Project to share literary classics across the continent gets EU backing

Twentieth-century literary classics by some of Wales' most renowned authors such as T.H. Parry-Williams and Kate Roberts will be made available to readers across Europe as part of a new project being funded by the European Union.

Wales Literature Exchange is one of seven key European partners involved in Schwob - a project led by The Dutch Foundation for Literature which has recently been granted a €200,000 subsidy as part of the EU’s Culture Programme.

Schwob was launched in the Netherlands in 2011 to facilitate the promotion of literature, not yet translated, from all parts of Europe. It applied for the EU grant to allow it to expand into an international network and become a European portal for the best unknown books of world literature, in partnership with literature foundations in six other countries, including Wales.

Working together, the partners will choose, distribute and promote a selection of 'Schwob titles’, described as “exceptional but hard to find or undiscovered modern classics that whet the appetite” - from each of the participating countries and further afield. The selected titles will be presented to publishers and promoted through Schwob's website, at festivals and through other activities.

Based at Aberystwyth University, Wales Literature Exchange acts as a translation junction connecting writers, translators and publishers in Wales and abroad. The Exchange’s partnership with Schwob signals the introduction of a new arm to its translation network.

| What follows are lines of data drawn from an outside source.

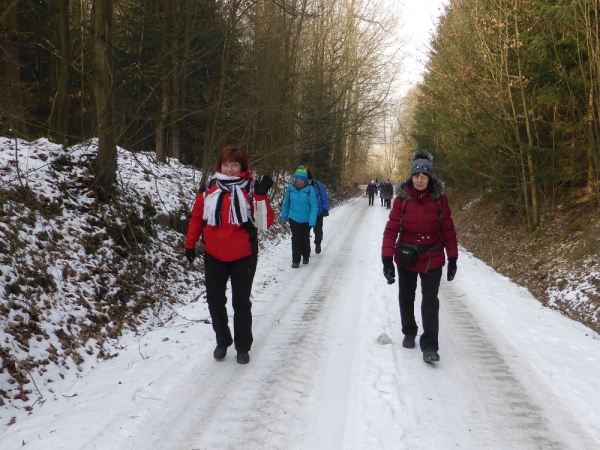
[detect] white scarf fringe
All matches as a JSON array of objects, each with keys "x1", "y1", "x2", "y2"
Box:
[{"x1": 203, "y1": 173, "x2": 250, "y2": 226}]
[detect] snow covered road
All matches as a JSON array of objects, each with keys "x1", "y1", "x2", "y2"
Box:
[{"x1": 2, "y1": 197, "x2": 599, "y2": 449}]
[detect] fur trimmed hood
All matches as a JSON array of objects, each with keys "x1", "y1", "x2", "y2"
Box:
[{"x1": 395, "y1": 175, "x2": 446, "y2": 201}]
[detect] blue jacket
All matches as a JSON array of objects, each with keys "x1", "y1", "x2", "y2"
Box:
[
  {"x1": 281, "y1": 183, "x2": 318, "y2": 227},
  {"x1": 309, "y1": 180, "x2": 330, "y2": 216}
]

Sioned Puw Rowlands, Director of Wales Literature Exchange, said: “The news of support from Europe for the Schwob project is significant for Wales. It’s an opportunity for the Exchange to extend its work promoting the translation of mostly contemporary literature from Wales to Welsh classics. It will also help provide opportunities for readers to discover in Welsh and English, modern classics from other countries”.

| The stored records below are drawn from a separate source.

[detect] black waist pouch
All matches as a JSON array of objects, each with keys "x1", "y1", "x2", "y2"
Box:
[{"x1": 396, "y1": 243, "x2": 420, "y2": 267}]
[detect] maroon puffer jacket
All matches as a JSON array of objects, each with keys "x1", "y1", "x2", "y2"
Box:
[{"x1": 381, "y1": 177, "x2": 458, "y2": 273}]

Welcoming the news of the EU subsidy, Alexandra Koch, Dutch editor-in-chief of Schwob, said:

“It’s fantastic and important news. It means not just that – in this time of cuts to culture funding – we can continue our efforts to bring ‘art house’ books to the attention of Dutch publishers and readers, but that Schwob can actually be taken to a higher level and become a European movement”.

Notes to Editors

1)      Wales Literature Exchange

Wales Literature Exchange, based at the Mercator Institute, Aberystwyth University, works across the globe to facilitate the translation of Wales' literature. Translation grants are available to foreign publishers for the translation of literary works from Wales. The Exchange also participates in international book fairs, and works with translators, publishers and festivals abroad to promote the literature and writers of Wales internationally. The Exchange initiated a new joint venture – Translators’ House Wales – with Tŷ Newydd, the national writers’ centre for Wales (now part of Literature Wales) in 2009. A sister programme established in 2001, the international platform for literary exchange and translation, Literature Across Frontiers, is also based at the Mercator Institute, Aberystwyth University. The Exchange has been a revenue client of the Arts Council of Wales for over ten years, and is supported since April 2011 by Literature Wales.